1) We know $0\in \mathbb{Q}(i)$ so it is nonempty. Let $x\in\mathbb{Q}(i).$ Then $x=a+bi, a,b\in\mathbb{Q}.$ Since $a,b\in\mathbb{Q},$$a,b\in\mathbb{R},$ so $x\in\mathbb{C}.$
Additionally, $\sqrt{2}\in\mathbb{C}$ but $\sqrt{2}\not\in\mathbb{Q}(i),$ so $\emptyset\neq\mathbb{Q}(i)\subsetneq \mathbb{C}.$
Let $x,y\in \mathbb{Q}(i).$ Then $x=a+bi$ and $y=a_2+b_2i,$ where $a,a_2,b,b_2\in\mathbb{Q}.$ Thus $x-y=(a-a_2)+(b-b_2)i\in\mathbb{Q}$ as $(a-a_2)+(b-b_2)\in\mathbb{Q}.$ Additionally, $xy = (aa_2-bb_2)+(ba_2+ab_2)i\in\mathbb{Q}$ as $(aa_2-bb_2),(ba_2+ab_2)\in\mathbb{Q}.$ Therefore $\mathbb{Q}(i)$ is a subring of $\mathbb{C}.$
2) We already proved that $\mathbb{Q}(i)$ is a nonempty subset of $\mathbb{C},$ so we just need to show that it's a subfield.
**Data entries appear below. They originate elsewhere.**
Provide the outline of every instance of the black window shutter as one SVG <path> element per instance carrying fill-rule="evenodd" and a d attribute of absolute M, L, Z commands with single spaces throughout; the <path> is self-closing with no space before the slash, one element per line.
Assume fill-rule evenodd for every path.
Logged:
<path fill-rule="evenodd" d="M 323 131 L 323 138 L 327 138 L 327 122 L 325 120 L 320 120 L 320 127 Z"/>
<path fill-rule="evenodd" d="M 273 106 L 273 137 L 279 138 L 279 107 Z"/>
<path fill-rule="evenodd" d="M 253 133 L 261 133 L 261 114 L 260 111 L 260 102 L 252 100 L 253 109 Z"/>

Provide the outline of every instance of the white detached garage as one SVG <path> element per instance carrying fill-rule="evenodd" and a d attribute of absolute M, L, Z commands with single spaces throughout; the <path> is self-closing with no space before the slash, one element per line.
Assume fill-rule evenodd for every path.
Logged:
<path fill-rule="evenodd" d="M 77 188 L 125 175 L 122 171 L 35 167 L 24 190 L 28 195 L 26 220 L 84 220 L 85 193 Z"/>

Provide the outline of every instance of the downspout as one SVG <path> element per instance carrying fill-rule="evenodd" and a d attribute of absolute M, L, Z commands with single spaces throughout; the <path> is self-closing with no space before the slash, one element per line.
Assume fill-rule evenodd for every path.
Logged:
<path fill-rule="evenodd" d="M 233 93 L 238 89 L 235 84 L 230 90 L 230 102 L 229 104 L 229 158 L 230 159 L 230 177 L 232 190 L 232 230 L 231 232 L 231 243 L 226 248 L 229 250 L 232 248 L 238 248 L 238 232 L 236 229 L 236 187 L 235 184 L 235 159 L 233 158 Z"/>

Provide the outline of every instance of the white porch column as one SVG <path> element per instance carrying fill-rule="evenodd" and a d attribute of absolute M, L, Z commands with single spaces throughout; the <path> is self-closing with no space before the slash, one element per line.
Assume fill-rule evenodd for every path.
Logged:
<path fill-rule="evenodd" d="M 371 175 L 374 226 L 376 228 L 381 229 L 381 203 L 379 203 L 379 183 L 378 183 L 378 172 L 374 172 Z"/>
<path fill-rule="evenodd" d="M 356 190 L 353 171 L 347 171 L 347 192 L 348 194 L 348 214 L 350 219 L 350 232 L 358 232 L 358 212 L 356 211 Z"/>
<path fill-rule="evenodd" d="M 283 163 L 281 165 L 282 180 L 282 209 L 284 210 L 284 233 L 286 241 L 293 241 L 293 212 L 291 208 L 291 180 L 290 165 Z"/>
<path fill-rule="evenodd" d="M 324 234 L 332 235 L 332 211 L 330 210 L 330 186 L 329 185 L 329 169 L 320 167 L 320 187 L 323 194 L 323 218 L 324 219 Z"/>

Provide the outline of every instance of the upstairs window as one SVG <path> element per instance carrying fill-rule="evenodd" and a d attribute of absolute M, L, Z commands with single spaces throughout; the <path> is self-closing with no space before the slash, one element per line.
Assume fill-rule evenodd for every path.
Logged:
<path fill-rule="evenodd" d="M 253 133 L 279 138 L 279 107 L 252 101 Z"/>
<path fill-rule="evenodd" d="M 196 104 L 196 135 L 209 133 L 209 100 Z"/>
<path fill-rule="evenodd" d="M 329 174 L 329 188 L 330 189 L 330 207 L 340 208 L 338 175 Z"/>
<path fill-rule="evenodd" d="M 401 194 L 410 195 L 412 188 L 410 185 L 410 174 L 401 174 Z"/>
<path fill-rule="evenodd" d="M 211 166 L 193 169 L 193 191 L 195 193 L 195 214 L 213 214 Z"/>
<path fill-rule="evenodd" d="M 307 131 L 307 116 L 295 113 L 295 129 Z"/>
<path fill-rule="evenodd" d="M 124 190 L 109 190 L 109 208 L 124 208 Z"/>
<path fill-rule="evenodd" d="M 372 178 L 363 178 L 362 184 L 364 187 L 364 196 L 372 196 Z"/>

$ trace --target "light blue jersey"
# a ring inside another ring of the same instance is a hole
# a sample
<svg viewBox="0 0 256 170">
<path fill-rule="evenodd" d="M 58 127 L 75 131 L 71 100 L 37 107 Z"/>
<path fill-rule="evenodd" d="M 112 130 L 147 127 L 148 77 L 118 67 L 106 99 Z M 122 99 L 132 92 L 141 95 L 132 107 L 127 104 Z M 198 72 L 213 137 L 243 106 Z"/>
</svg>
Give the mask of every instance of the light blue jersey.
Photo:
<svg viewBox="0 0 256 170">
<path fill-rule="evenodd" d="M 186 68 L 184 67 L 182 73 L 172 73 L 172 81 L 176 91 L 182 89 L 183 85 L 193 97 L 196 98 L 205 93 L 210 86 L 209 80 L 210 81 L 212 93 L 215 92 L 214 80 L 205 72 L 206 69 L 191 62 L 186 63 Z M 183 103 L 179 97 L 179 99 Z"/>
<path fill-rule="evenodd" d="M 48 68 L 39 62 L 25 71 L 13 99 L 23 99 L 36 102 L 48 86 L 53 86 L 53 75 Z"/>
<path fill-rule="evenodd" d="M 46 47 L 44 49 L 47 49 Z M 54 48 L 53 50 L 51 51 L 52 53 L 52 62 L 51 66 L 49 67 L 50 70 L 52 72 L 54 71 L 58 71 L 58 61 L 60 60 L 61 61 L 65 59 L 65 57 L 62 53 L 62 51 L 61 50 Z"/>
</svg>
If my understanding is correct, then $\mathbb{Q}(i)$ is unital as $1\in\mathbb{Q}(i)$ and $\forall x\in \mathbb{Q}(i), 1\cdot x=x\cdot 1=x.$ Additionally, we show that $\mathbb{Q}(i)$ is commutative. Let $x,y\in \mathbb{Q}(i).$ Then $x=a+bi$ and $y=a_2+b_2i,$ where $a,a_2,b,b_2\in\mathbb{Q}.$ Thus $xy = (aa_2-bb_2)+(ba_2+ab_2)i$ and $yx=(a_2a-b_2b)+(a_2b+b_2a)i = xy$ by commutativity of multiplication.
Let $x=a+bi\in\mathbb{Q}(i)$ be a nonzero element. Then it has an inverse $\dfrac{a}{a^2+b^2}-\dfrac{b}{a^2+b^2}i\in\mathbb{Q}(i)$ as $\dfrac{a}{a^2+b^2},\dfrac{b}{a^2+b^2}\in\mathbb{Q}(i).$ Is this enough to show it's a field? I showed it for a general element, so maybe?